Location
- 1619 Crowell Rd. Vienna, (Fairfax County), Virginia 22182 United States 38°56′59″N 77°18′25″W﻿ / ﻿38.94972°N 77.30694°W

Information
- Type: Private, All-Girls
- Religious affiliations: Roman Catholic Opus Dei
- Established: 1976
- School code: Virtus et Veritas
- Head of School: Christie Keuchel
- Faculty: 34
- Grades: 6–12
- Gender: Girls school
- Average class size: 18
- Student to teacher ratio: 7:1
- Language: Classes are taught in English; Spanish or Latin are required courses
- Hours in school day: 7:50 am – 3:00 pm
- Campus size: 23 acres
- Colors: Green and White
- Slogan: Where girls thrive.
- Sports: Volleyball, basketball, tennis, swimming, softball, lacrosse, cross country, track and field, golf and soccer
- Mascot: Charlie the Charger horse
- Team name: Chargers
- Accreditation: accredited
- Tuition: $33,055
- Website: www.oakcrest.org

= Oakcrest School =

Oakcrest School is an independent liberal arts school for girls grades 6–12 located in Vienna, Virginia. It is guided by the teachings of the Catholic Church and the spirituality of Opus Dei. In 2023, Niche ranked Oakcrest School 794 out of 4,990 private schools in the United States, making it the 32nd best in Virginia.

== History ==
In the autumn of 1976, the founding families and educators of Oakcrest started a new all-girls, independent school in a large house on Idaho Avenue in Northwest Washington, D.C., intended to educate young women. The original school had 22 students and six teachers.

In its second year, Oakcrest moved to a former French international school on Yuma Street in Washington, D.C.

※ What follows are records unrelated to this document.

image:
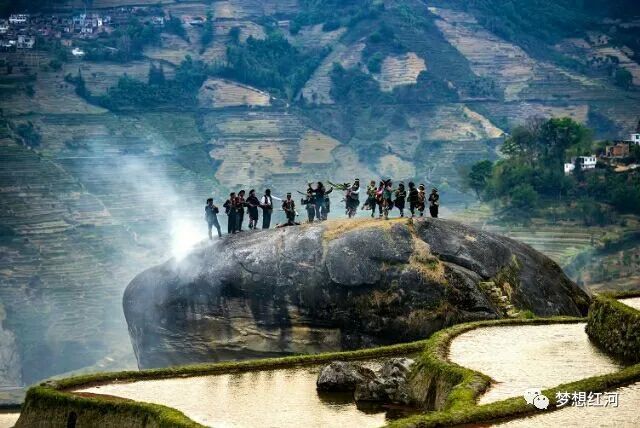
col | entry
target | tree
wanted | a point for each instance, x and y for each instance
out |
(174, 26)
(156, 75)
(207, 32)
(523, 197)
(479, 175)
(623, 78)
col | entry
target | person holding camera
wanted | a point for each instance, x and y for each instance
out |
(211, 215)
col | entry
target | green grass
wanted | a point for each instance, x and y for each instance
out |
(615, 327)
(458, 387)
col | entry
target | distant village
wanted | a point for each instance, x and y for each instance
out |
(22, 31)
(613, 155)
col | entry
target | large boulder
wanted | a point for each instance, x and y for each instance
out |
(342, 376)
(389, 385)
(335, 285)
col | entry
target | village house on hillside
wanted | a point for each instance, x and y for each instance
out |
(19, 31)
(585, 162)
(618, 150)
(635, 137)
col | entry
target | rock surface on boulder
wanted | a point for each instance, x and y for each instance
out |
(335, 285)
(389, 385)
(341, 376)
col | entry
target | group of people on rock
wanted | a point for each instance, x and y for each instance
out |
(383, 197)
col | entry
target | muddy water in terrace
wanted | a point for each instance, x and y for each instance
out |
(275, 398)
(624, 416)
(7, 420)
(634, 302)
(522, 357)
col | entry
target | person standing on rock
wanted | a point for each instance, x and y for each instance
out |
(230, 209)
(267, 209)
(327, 204)
(370, 204)
(380, 198)
(352, 198)
(421, 200)
(412, 198)
(252, 207)
(310, 205)
(322, 203)
(240, 204)
(434, 203)
(387, 201)
(401, 197)
(289, 207)
(211, 216)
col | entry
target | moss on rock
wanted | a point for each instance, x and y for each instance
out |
(615, 327)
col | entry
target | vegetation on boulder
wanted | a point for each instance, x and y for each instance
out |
(615, 327)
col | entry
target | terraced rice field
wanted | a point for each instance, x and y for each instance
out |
(276, 398)
(220, 93)
(7, 420)
(634, 302)
(488, 54)
(625, 415)
(317, 90)
(400, 70)
(523, 357)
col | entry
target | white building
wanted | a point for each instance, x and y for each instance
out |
(569, 167)
(585, 162)
(18, 19)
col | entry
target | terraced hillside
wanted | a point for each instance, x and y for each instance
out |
(427, 88)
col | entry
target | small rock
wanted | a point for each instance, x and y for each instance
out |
(390, 385)
(340, 376)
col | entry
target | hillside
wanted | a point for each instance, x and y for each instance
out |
(110, 179)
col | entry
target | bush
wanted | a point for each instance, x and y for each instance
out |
(375, 63)
(332, 25)
(55, 64)
(623, 78)
(174, 26)
(29, 134)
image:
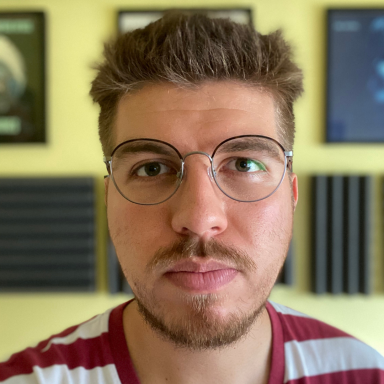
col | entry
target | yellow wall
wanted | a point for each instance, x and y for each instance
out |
(75, 31)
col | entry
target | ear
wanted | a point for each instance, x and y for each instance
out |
(295, 189)
(106, 185)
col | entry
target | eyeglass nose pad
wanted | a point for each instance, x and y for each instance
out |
(209, 171)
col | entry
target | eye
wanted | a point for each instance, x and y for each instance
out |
(246, 165)
(152, 169)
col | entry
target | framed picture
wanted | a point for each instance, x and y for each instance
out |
(129, 20)
(355, 75)
(22, 77)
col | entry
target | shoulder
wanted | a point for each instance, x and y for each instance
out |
(317, 352)
(80, 354)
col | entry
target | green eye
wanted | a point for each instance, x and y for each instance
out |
(152, 169)
(248, 165)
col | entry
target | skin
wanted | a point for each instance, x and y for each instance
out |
(198, 120)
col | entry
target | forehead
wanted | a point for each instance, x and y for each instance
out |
(201, 116)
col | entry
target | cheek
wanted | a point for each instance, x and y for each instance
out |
(136, 231)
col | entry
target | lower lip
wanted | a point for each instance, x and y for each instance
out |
(202, 281)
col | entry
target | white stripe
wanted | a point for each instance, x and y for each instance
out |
(88, 330)
(60, 374)
(317, 357)
(287, 311)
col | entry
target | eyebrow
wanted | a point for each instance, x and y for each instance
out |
(144, 147)
(252, 144)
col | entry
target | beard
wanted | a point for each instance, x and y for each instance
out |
(197, 326)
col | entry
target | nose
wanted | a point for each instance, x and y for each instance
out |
(198, 207)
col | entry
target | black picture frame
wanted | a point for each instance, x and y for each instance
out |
(22, 77)
(133, 19)
(355, 76)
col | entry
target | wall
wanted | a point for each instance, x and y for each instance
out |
(75, 31)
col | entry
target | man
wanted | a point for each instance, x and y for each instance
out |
(197, 129)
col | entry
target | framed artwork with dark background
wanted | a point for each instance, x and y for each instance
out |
(129, 20)
(355, 75)
(22, 77)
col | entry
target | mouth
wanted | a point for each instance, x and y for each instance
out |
(201, 277)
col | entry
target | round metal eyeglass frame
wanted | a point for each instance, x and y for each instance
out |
(288, 159)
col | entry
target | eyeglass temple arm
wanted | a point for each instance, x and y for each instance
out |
(107, 162)
(289, 156)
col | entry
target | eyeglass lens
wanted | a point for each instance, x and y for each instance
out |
(245, 169)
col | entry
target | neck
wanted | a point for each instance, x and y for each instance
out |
(157, 360)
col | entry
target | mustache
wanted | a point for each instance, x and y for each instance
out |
(183, 249)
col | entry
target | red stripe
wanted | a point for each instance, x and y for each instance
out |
(356, 376)
(304, 328)
(80, 353)
(64, 333)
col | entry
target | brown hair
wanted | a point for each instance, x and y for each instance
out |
(190, 49)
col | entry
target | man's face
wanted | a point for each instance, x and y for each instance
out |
(219, 257)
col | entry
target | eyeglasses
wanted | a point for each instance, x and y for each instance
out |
(246, 168)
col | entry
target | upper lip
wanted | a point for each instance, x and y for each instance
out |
(199, 266)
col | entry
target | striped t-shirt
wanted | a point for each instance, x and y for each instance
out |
(304, 351)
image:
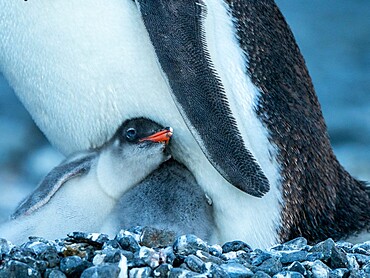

Over the next 23 years, Oakcrest established its programs in the D.C., Maryland, and Virginia areas, as well as attracting students from Africa, Asia, Europe, and Latin America.

In 2000, the school moved to the former McLean Bible Church in Northern Virginia. With this move, Oakcrest added a sixth grade class and expanded its athletics, fine arts, and co-curricular programs.

In the fall of 2017, Oakcrest opened the doors to its permanent home at 1619 Crowell Road, Vienna, Virginia. Designed in the tradition of a Virginia manor house, the campus is set on 23 acres and features home athletic fields.

== Accreditation ==
Oakcrest is accredited by the Southern Association of Colleges and Schools, Council on Accreditation and School Improvement and the Middle States Association Commissions on Elementary and Secondary Schools (MSA-CSS). Oakcrest is a member of the Virginia Council for Private Education (VCPE) and the National Catholic Education Association (NCEA).

== Academics ==
Oakcrest offers a liberal arts curriculum spanning the arts, the humanities, mathematics, science, and technology.

The school has a 6:1 student teacher ratio, with an average class size of 15; 83% of faculty hold advanced degrees or postgraduate certificates. Oakcrest offers 16 Advanced Placement Courses and is home to five academic honor societies.

To graduate, all students complete four years each of Upper School-level English, Mathematics, Science, and History and three years of a single foreign language. Students are also required to take Music and Arts Appreciation, Logic and Rhetoric, three years of Theology, one year of Philosophy and four semesters of Physical Education.

All seniors research, write, and defend a thesis paper.

== Athletics ==
85% of Oakcrest students participate in athletics. Oakcrest has an all-female coaching staff and offers 10 different sports. Oakcrest is a member of the Virginia Christian Athletic Conference (VCAC) and also swims competitively in the Washington Metro Prep School Swim & Dive League (WMPSSDL).

Before joining VCAC, Oakcrest was a member of the Potomac Valley Athletic Conference (PVAC) for 30 years before departing in June 2019 due to the PVAC's policy allowing athletes to participate according to their gender identity. The school remains a member of the Virginia Independent Schools Athletic Association (VISAA). Oakcrest won over 50 PVAC banners and was the PVAC Conference Champion for Track and Field in 2019 and Soccer in 2017.

== Campus facilities ==
Oakcrest's 23-acre property includes a three-story main building with a chapel; two academic wings with teaching and advising spaces; classrooms, science labs, art and music rooms; a lobby; a dining/multipurpose room; a library; soccer, lacrosse and softball fields and outdoor grounds. Construction of an athletic center, which will extend from the east academic wing, began in March 2022 and will be completed in the spring of 2023. The two-story athletic center will add a gymnasium, fitness center, and five classrooms to the campus.